В коротком романе «Стужа», несмотря на то что в нем описаны локальные события в Беларуси, Быков воспроизвел панораму явления таким образом, что она отражает и далекое, и недавнее прошлое как царской, так и советской империи. Коллективизация выступает в его хронике событий как явление преступное и позорное, выявляющее бандитскую суть тоталитарной системы. Поэтому неудивительно, что писатель наносил на канву своего рассказа большей частью краски Золя — черную, коричневую и серую. В то же время в его палитре нашлось достаточно голубых и розовых тонов для изображения патриотической и, конечно, семейной, родительской и романтической любви, а также человечности и высокой нравственности, проявлявшейся у многих крестьян. В этом романе много и красной краски — это океаны крови, пролившейся в то смутное время.
«Стужа», 1969, 1991
На деревне стон стоит. Конница травит хлеб и меняет лошадей. Взамен приставших кляч кавалеристы забирают рабочую скотину. Бранить тут некого. Без лошади нет армии.
Исаак Бабель
Долгое время тянулся и поднимался к небу стон боли в белорусских деревнях, селах и хуторках. Страдания крестьянина-кормильца, однако, не трогали тех, у кого была власть остановить их мучения. Даже наоборот — давили еще сильнее. Трагедия, от которой крестьянство почти полностью онемело, достигла своей первой вершины в конце 1920-х, а последней — к середине 1930-х. Это не значит, что бедственное положение улучшилось к концу 1930-х годов. Просто многих крестьян уже не осталось на этой земле: кого уничтожили физически, а кого выслали в невыносимые условия, как Федора Ровбу. Коллективизация как социальное явление оказалась смертоносной для основного населения Беларуси того времени — крестьянства. Несмотря на то что Быков не приводит конкретных цифр в «Стуже», эту работу невозможно рассматривать только в качестве литературного произведения. «Стужа» — еще и историческая, социальная и психологическая хроника событий, последствия которых сказались и сказываются на формировании многих поколений. «Стужа» полностью и безоговорочно отвечает на вопросы: «Кто виноват?» и «За что?», реконструируя причины возникновения этих вопросов.
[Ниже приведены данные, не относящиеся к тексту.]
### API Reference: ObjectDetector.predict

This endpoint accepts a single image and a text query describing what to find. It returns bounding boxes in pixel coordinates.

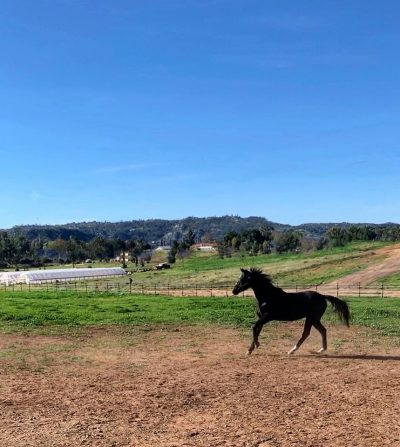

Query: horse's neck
[252,282,282,305]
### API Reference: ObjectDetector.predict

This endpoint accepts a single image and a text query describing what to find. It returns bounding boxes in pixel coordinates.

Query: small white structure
[0,267,126,286]
[193,243,217,252]
[154,246,171,252]
[114,252,131,262]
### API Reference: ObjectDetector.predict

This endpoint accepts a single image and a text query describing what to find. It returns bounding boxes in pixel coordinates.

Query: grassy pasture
[1,241,398,340]
[0,291,399,339]
[370,272,400,286]
[65,240,389,288]
[152,241,388,287]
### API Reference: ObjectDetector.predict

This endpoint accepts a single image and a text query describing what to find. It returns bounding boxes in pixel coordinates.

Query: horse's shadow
[296,353,400,362]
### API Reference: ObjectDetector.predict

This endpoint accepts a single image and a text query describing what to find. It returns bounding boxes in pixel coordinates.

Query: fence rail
[1,280,400,298]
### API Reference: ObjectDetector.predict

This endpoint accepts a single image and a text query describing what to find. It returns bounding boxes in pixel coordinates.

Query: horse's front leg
[247,314,271,355]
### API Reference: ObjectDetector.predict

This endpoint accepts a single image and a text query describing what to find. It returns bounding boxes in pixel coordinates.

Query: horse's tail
[324,295,350,327]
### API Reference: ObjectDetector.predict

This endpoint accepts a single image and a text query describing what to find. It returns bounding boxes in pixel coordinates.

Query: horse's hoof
[255,341,260,349]
[247,345,255,355]
[287,347,297,355]
[317,348,326,354]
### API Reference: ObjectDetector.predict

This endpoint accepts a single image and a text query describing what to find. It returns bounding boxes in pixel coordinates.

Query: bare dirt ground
[1,324,399,447]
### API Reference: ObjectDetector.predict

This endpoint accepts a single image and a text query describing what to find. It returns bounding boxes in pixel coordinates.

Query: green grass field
[0,291,399,338]
[1,241,399,342]
[370,272,400,287]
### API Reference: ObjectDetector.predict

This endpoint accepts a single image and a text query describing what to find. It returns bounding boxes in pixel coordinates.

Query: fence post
[381,283,384,298]
[210,286,213,297]
[167,283,170,296]
[154,284,157,296]
[358,282,361,297]
[181,284,184,296]
[336,283,339,298]
[195,283,198,297]
[142,284,144,295]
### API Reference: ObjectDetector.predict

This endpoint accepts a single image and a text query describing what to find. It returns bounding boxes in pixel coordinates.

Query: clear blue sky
[1,1,400,229]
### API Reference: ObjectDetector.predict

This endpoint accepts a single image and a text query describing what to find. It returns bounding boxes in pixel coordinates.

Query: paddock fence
[1,280,400,298]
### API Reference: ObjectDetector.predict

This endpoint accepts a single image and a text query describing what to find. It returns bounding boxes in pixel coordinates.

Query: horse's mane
[249,268,274,286]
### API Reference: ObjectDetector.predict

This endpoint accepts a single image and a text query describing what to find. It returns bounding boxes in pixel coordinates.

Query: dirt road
[326,244,400,286]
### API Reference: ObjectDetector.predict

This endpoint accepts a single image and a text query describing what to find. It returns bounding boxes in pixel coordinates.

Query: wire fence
[2,280,400,298]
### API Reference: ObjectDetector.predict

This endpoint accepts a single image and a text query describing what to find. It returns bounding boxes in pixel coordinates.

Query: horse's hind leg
[288,318,312,354]
[313,320,327,353]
Размер этой катастрофы — коллективизации в Беларуси — невозможно оценить из-за нехватки реальных статистических данных. Во-первых, многие архивы были уничтожены во время и после Второй мировой войны. Во-вторых, в период коллективизации людей высылали порой целыми деревнями и селами, и их судьбы неизвестны вследствие того, что большинство из них, беспаспортная масса, не учитывались официальной статистикой. В-третьих, власти заметали следы своих преступлений, и до сегодняшнего дня сведения о них отсутствуют даже в академических изданиях[264]. В результате индивидуальные и коллективные судьбы крестьян, время, проведенное в тюрьмах и лагерях, смертность от голода, холода, издевательств со стороны тюремщиков и уголовников остаются незарегистрированными[265]. Владимир Адамушка приводит следующие сохранившиеся архивные данные[266]: в Беларуси было раскулачено 125 032 человека только в 1930-м (начальные годы коллективизации). За 1931–1934 годы количество жертв только в Центральной и Восточной Беларуси возросло до 261 000 человек. К этой цифре Адамушка добавляет 349 000 жителей Западной Беларуси (после 1939 года).